Culture critic Greg Tate awarded Pulitzer Prize

Courtesy Nettice Gaskin

Passed away in 2021

"The Pulitzer Board awards a special citation for the late writer and critic Greg Tate, whose language – cribbed from literature, academia, popular culture and hip-hop – was as influential as the content of his ideas. His aesthetic, innovations and intellectual originality, particularly in his pioneering hip-hop criticism, continue to influence subsequent generations, especially writers and critics of color.” -from the citation

Three years after his death in 2021 from cardiac arrest, influential critic, journalist, and musician Greg Tate has been awarded a Pulitzer Prize. The special citation was announced at Columbia University on Monday, May 6, where he served as the Louis Armstrong Visiting Professor in that school’s Center for Jazz Studies. Previously on May 1, at a conference titled “WORD: LIFE: An Opinionated Mixtape of Hip Hop Journalism,” Columbia Dean of Journalism Jelani Cobb announced the establishment of a $10,000 scholarship in the legendary critic's name.
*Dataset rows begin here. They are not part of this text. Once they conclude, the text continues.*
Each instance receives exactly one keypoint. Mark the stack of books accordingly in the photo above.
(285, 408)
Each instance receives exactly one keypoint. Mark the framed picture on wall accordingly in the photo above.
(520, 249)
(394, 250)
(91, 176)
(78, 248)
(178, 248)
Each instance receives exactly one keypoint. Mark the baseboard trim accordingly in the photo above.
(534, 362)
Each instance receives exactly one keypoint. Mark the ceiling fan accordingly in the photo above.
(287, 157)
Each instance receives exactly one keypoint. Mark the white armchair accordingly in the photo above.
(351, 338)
Tate was an eloquent champion of the emerging musical category called hip-hop, placing it within the larger context of Black music and culture. He specifically linked it to another idiom in American history, bebop of the 1940s, being that both were African American inventions nurtured in the city of New York, and utilized existing compositions to create a radically new, more complex art form.

A Howard University graduate, Tate made his mark as a leading critic on Black culture in the influential alternative newsweekly “The Village Voice.” Tate was among the first journalists to approach rap as a serious art form, writing in a lively style that transcended genres. As Bard College academic Hua Hsu pointed out in “The Critic Who Convinced Me That Criticism Could Be Art,” a 2016 tribute for the New Yorker, Tate’s prose was highlighted by the “…erudition he brought to bear on a range of topics, not just hip-hop and jazz but also science fiction, literary theory, movies, city politics, and police brutality.”

In addition to his printed output, the self-taught guitarist applied his talents to musical performance, with his formation of the improvisational collective Burnt Sugar in 1999. A hodgepodge of as many as 40 eclectic instrumentalists, the association released over a dozen albums and mounted performances throughout Europe and the United States, specializing in Tate’s words “…drowning the room in the music of African ascent.”

In addition to his tenure at Columbia, Tate also taught at Brown and Yale University’s and was a prolific writer, whose published works included the provocatively titled “Everything But the Burden: What White People Are Taking from Black Culture.”